A borrowed reference, signified by @& in a Lean function parameter, is a lean_object* for which the compiler does not emit lean_inc or lean_dec calls, relying on a surrounding owned reference to keep the object alive. This is more efficient for cases when the object is known to outlive the borrowed reference, e.g. reading a constructor field. In C the conventional type alias for a borrowed reference is b_lean_obj_arg for function parameters and b_lean_obj_res for return values.

Note

A lean_object* can also refer to a tagged scalar value encoded as a pointer-sized data type, where the low bit (tag) of the pointer is set to 1. In that case it would not be called a reference.

lean-ffi Rust API

In order to handle Lean reference counting gracefully in Rust, we use the following types:

  • LeanOwned - An owned reference to a Lean object with RAII semantics. Corresponds to lean_obj_arg (input) and lean_obj_res (output) in the C FFI.

    • The Clone implementation calls lean_inc and returns a new LeanOwned reference to the same object. Copy is not implemented.
    • The Drop implementation calls lean_dec automatically on scope exit.
    • Passing or assigning a LeanOwned moves it (transferring the lean_dec); use self.clone() to create a second owned reference via lean_inc.
    • self.into_raw() consumes the wrapper without calling lean_dec, for passing ownership to Lean C API functions that take lean_obj_arg (which will lean_dec internally).
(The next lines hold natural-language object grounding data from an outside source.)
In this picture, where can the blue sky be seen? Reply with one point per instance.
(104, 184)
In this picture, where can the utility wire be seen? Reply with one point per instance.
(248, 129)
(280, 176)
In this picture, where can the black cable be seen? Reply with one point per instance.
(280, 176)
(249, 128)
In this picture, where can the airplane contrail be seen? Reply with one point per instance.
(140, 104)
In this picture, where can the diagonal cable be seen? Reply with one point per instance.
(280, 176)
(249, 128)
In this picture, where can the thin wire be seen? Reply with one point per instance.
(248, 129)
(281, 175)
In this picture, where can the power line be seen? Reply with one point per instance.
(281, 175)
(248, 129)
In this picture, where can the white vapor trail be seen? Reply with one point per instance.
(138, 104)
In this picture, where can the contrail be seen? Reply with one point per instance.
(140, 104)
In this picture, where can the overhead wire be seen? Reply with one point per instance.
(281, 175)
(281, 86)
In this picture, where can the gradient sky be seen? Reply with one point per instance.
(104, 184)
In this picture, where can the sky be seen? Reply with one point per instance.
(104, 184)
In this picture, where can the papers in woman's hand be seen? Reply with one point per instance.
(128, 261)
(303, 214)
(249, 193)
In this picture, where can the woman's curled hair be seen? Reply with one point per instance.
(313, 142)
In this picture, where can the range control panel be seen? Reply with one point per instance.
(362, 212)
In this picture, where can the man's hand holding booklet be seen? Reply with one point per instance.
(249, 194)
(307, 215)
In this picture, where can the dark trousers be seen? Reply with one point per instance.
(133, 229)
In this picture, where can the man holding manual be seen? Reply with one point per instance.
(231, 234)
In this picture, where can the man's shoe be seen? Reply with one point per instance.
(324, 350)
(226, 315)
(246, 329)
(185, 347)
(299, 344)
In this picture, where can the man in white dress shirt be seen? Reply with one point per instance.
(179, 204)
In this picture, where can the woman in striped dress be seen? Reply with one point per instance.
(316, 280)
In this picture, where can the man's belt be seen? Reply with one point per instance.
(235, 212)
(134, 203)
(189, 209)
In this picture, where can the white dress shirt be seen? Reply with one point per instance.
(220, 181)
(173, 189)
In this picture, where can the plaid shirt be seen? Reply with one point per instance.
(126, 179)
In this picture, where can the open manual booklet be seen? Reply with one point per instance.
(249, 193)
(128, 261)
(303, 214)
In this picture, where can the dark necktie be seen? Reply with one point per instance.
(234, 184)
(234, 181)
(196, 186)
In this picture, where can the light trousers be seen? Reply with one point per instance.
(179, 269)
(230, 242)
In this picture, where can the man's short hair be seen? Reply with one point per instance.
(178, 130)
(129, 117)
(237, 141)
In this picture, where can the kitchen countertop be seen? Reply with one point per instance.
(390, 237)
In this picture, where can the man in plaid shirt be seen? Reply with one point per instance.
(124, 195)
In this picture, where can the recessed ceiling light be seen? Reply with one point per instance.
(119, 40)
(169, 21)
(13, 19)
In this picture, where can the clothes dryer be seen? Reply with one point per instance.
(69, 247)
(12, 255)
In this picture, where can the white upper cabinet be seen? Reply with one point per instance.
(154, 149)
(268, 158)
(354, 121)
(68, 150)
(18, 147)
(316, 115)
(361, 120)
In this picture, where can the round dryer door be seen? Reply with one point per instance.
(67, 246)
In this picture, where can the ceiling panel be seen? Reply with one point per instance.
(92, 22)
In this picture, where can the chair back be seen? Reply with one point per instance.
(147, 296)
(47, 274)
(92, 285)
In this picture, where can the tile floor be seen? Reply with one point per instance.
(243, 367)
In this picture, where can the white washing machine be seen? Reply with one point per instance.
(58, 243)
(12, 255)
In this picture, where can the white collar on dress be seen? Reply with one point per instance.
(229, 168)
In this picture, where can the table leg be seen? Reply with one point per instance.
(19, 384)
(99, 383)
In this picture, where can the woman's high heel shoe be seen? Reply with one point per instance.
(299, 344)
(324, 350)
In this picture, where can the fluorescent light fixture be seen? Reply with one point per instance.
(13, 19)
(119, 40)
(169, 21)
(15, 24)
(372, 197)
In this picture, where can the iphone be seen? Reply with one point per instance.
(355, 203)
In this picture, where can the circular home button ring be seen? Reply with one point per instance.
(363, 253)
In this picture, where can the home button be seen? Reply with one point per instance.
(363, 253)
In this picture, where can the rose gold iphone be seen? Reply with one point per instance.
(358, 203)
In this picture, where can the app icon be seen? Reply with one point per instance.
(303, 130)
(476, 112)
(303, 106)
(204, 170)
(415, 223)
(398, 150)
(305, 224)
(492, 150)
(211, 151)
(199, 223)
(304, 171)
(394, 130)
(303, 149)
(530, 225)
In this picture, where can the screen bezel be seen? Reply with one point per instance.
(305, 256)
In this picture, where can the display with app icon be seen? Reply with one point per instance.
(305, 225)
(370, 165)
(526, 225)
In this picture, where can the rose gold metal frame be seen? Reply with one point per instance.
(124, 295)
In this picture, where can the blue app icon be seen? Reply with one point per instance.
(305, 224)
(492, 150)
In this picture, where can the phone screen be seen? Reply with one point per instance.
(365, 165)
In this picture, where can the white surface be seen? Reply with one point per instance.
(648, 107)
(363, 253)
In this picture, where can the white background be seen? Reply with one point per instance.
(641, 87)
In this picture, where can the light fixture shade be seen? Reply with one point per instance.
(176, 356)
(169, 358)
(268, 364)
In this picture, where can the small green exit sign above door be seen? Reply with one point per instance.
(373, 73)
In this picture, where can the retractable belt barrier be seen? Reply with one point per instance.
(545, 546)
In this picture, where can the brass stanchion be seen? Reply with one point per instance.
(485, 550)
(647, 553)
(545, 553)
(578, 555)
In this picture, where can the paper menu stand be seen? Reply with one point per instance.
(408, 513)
Not needed for returning values from extern "C" functions — returning LeanOwned directly works because Rust does not call Drop on return values.
    • Tagged scalar values (bit 0 set — small Nat, Bool, etc.) and persistent objects (m_rc == 0) skip refcount operations entirely.
  • LeanBorrowed<'a> — A borrowed reference. Corresponds to b_lean_obj_arg in the C FFI. Used when Lean declares a parameter with @&.

    • The Copy and Clone implementations perform a trivial bitwise copy. Neither Clone nor Drop modify the reference count.
    • The lifetime 'a ties the borrowed reference to the source reference's scope, preventing use-after-free.
    • Call self.to_owned_ref() to promote to LeanOwned (calls lean_inc).
    • Note: The b_lean_obj_res type is used when returning a borrowed reference in C, but returning it and LeanBorrowed are only used internally as Lean expects owned references at the FFI boundary.
  • LeanShared — A thread-safe owned reference. Wraps LeanOwned after calling lean_mark_mt on the object graph, which transitions all reachable objects to multi-threaded mode with atomic refcounting. Implements Send + Sync. Use borrow() to get a LeanBorrowed<'_> for reading, into_owned() to unwrap back to LeanOwned.

  • LeanRef — Trait implemented by LeanOwned, LeanBorrowed, and LeanShared, providing shared read-only operations like self.as_raw(), self.is_scalar(), self.tag(), and unboxing methods.

All reference types are safe for persistent objects and compact memory regions (m_rc == 0) — lean_inc_ref() and lean_dec_ref() are no-ops when m_rc == 0.

Domain Types

Domain types wrap the ownership types to provide type safety at FFI boundaries. Built-in domain types include LeanArray<R>, LeanString<R>, LeanCtor<R>, LeanList<R>, LeanOption<R>, LeanExcept<R>, LeanIOResult<R>, LeanProd<R>, LeanNat<R>, LeanBool<R>, LeanByteArray<R>, and LeanExternal<T, R>.

Naming convention

Domain types are prefixed with Lean to distinguish them from Lean-side type names and to match the built-in types. For example, a Lean Point structure becomes LeanPoint in Rust.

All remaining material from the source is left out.